Global Development in a Post-COVID-19 World

In March this year, the Department of Geography at the University of Worcester held its annual public conference that focuses on a specific theme in global development. The conference, organised collaboratively with the local Beacons Development Education Centre, was attended by students from across the university, as well as University staff, Beacons volunteers, members of the public, and representatives from a range of civil society organisations.
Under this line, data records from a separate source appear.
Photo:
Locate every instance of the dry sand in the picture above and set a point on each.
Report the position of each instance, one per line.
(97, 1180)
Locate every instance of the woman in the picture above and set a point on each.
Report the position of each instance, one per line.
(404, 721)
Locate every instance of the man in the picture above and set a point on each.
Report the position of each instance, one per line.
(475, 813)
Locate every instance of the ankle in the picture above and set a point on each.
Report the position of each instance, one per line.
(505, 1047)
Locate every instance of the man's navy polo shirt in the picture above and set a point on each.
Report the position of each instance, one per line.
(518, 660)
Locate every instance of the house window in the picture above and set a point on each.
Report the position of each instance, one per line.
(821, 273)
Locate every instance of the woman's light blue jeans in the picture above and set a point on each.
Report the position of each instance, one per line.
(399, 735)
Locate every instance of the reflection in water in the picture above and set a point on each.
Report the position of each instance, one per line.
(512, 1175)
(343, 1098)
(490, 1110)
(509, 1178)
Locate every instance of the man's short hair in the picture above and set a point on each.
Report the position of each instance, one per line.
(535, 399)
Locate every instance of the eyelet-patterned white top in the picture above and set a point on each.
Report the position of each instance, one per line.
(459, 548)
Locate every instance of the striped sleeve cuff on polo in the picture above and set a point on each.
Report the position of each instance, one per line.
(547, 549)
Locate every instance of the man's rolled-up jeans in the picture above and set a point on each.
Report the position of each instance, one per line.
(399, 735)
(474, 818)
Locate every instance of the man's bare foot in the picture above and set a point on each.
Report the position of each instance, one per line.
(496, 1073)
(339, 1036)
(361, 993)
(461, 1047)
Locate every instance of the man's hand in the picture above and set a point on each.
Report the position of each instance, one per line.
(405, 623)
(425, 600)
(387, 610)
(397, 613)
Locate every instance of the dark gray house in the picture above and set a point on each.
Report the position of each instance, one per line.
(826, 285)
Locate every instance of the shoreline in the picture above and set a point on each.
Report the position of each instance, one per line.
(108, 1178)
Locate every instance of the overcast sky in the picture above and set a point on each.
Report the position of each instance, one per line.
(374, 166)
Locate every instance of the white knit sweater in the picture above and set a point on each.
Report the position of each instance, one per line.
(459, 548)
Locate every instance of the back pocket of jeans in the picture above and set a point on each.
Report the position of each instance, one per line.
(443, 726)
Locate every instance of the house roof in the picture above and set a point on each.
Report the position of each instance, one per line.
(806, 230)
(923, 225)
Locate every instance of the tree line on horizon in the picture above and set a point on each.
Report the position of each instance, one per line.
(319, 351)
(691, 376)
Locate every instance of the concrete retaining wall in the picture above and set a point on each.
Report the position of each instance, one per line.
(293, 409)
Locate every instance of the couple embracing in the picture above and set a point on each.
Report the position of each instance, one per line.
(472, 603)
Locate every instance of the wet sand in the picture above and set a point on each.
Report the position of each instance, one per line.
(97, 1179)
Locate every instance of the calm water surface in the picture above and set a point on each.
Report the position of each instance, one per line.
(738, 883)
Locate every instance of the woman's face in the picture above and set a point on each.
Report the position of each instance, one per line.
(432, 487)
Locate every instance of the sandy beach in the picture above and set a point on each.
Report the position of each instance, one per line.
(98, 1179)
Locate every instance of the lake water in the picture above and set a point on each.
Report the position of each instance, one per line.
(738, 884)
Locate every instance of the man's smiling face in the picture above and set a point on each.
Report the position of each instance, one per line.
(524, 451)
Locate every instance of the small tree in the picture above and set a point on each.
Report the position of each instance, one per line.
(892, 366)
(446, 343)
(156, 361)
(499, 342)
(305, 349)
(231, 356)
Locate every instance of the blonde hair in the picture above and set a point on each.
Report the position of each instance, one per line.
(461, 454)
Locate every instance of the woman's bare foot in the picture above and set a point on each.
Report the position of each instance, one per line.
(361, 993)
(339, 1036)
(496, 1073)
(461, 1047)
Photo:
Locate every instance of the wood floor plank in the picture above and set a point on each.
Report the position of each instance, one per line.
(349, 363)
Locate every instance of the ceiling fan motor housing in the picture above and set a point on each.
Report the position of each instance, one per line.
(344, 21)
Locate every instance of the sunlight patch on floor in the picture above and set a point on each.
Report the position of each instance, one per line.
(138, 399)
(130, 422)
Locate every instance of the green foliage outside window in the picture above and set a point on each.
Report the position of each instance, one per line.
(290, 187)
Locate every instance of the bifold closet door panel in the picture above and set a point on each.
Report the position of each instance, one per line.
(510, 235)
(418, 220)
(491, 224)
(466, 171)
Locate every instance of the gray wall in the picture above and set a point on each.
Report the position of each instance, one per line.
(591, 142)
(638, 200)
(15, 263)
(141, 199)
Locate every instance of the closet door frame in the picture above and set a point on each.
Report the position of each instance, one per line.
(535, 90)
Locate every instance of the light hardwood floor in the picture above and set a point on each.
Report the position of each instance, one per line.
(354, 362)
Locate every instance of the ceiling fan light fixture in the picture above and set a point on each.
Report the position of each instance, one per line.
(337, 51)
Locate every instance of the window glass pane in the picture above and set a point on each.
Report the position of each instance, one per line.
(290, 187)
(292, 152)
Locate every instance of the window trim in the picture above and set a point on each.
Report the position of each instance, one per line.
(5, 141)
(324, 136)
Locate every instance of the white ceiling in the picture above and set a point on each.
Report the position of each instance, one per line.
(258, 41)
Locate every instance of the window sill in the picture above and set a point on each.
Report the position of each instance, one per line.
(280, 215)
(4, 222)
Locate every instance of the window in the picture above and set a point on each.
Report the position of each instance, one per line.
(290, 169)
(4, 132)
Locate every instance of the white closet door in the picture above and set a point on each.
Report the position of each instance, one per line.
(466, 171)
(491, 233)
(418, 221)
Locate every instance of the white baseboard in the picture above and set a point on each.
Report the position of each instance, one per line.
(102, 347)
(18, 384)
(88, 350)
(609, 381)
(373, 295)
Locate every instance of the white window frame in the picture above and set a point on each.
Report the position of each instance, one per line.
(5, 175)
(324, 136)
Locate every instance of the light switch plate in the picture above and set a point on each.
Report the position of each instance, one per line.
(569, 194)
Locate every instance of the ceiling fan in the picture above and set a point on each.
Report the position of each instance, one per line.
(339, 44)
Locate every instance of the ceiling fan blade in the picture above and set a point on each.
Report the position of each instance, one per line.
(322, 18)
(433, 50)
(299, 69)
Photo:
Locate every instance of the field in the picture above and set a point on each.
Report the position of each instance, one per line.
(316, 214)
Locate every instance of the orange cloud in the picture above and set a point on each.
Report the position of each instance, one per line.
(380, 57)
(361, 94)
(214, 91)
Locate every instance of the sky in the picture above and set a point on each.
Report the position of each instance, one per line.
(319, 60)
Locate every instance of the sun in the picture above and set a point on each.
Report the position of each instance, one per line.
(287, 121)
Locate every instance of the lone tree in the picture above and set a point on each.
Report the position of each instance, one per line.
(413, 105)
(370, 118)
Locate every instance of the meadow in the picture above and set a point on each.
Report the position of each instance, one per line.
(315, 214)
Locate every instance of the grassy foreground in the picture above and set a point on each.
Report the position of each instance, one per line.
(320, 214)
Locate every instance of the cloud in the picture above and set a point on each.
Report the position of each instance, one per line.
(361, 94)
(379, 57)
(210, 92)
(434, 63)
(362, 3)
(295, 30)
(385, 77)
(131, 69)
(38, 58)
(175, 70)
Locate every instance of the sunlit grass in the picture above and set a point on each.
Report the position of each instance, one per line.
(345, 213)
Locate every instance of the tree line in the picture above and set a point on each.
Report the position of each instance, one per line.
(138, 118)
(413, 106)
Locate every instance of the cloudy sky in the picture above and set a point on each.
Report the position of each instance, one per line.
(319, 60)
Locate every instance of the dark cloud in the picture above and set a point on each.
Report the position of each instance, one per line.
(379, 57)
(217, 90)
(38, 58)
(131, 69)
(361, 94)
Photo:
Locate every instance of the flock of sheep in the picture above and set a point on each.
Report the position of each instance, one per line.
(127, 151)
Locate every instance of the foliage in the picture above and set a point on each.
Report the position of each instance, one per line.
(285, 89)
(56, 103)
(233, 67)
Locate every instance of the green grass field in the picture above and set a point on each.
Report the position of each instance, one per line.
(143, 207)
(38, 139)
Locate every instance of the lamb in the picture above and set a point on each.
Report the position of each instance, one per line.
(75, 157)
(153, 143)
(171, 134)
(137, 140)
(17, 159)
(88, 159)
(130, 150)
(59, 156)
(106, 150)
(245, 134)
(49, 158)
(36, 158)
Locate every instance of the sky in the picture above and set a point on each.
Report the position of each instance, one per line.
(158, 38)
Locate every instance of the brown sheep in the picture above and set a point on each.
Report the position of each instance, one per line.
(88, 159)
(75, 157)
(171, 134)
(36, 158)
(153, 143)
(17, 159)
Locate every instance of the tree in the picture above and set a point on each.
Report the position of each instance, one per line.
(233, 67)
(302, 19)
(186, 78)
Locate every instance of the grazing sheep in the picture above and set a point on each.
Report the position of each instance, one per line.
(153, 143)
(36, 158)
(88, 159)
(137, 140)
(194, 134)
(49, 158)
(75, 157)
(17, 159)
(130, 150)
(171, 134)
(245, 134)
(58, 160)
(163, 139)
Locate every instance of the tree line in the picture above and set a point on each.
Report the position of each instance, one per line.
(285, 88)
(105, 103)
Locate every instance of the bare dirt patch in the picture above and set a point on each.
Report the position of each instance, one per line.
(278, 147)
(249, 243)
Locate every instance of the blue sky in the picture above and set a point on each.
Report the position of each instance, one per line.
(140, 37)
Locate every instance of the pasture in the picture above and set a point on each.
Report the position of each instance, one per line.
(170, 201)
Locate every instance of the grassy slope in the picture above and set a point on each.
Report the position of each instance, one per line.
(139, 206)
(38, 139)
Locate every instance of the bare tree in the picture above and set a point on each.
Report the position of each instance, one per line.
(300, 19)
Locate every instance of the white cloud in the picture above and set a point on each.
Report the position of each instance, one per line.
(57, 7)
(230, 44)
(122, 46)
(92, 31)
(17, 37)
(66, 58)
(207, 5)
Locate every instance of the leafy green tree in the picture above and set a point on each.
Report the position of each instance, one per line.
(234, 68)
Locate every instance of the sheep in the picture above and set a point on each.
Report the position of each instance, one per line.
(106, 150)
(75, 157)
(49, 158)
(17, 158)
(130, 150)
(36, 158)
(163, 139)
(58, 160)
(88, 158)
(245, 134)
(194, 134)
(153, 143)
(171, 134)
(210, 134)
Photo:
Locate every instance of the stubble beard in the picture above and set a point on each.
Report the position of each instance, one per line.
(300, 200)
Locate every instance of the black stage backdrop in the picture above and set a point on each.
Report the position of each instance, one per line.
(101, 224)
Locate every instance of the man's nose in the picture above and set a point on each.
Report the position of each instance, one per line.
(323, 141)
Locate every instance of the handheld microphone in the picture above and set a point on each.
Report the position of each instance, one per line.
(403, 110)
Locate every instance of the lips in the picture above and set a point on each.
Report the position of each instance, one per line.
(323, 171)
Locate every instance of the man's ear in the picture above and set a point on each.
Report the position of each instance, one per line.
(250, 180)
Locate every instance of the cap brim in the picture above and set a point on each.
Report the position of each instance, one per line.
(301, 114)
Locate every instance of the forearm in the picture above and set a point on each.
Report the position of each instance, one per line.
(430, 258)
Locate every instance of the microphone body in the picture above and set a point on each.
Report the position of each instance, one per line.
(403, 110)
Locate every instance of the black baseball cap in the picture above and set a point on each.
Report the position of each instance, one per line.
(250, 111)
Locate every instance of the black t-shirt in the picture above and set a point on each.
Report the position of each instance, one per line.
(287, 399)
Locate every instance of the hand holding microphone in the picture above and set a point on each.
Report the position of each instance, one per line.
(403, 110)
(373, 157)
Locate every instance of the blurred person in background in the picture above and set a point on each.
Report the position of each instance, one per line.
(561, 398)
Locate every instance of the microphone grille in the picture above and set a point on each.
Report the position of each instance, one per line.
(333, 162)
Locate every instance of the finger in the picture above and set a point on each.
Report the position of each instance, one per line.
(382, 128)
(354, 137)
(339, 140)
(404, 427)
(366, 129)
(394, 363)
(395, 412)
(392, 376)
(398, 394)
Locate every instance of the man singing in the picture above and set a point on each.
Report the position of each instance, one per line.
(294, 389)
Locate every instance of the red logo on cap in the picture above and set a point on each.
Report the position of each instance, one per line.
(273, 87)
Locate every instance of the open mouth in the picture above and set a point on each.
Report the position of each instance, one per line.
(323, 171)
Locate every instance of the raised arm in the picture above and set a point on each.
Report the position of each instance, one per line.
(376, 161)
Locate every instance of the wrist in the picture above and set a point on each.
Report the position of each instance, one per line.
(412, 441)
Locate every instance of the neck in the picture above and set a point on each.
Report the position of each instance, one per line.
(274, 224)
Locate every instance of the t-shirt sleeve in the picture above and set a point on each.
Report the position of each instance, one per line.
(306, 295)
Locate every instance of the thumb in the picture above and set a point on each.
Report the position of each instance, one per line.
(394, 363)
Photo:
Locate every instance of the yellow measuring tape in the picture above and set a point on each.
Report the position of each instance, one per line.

Katie Alcott MBE, CEO and Founder of Frank Water

Sustainable Development post-Covid-19

Entitled ‘Sustainable Development in a post-COVID-19 world’, the global development conference sought to explore the huge impact the pandemic has had on almost all aspects of life. It drew on the findings of the most recent UN SDG Progress Report that pointed to decades of development progress being halted or reversed. In his introductory talk, Dr Alan Dixon, Principal Lecturer at the University of Worcester, discussed how rates of extreme poverty had risen for the first time in 20 years, and how the COVID-19 pandemic has severely impacted educational achievement, health services and economic growth, resulting in a widening of economic and gender inequalities in many of the world’s poorest countries.

Chrissy and Michael Bentley from Farmers Oversees Action Group

Student posters

The conference also gave a platform for Geography students to present their coursework posters. These outlined the impacts of COVID-19 on a range of different development issues, including food security, childhood malnutrition, period poverty, and water and sanitation issues.

Non Governmental Organisations

Other speakers included representatives from a range of non-governmental organisations working in Africa and Asia:

• Chrissy and Michael Bentley from the Farmers Overseas Action Group (FOAG)
• Alex Daniels, CEO of Action on Poverty (APT) based in Pershore
• Colin Andrews, Chair of Tiyeni Malawi
• Katie Alcott MBE, CEO and founder of Frank Water

The speakers drew attention to the impacts of the pandemic on their capacity to deliver development outcomes to their beneficiary communities. As well as logistical and operational challenges in the field, discussion also centred on the financing of development and the disruption to bilateral and multilateral development funding streams. Conference participants were also given the opportunity to put questions to Dr Albert Mvula and Beatrice Wezie Lungu, both of whom were streamed live from Malawi. Beatrice, a teacher at Malivenji Primary School near Mzuzu, conveyed having to work during challenging times in which some of her fellow teachers lost their lives to COVID-19.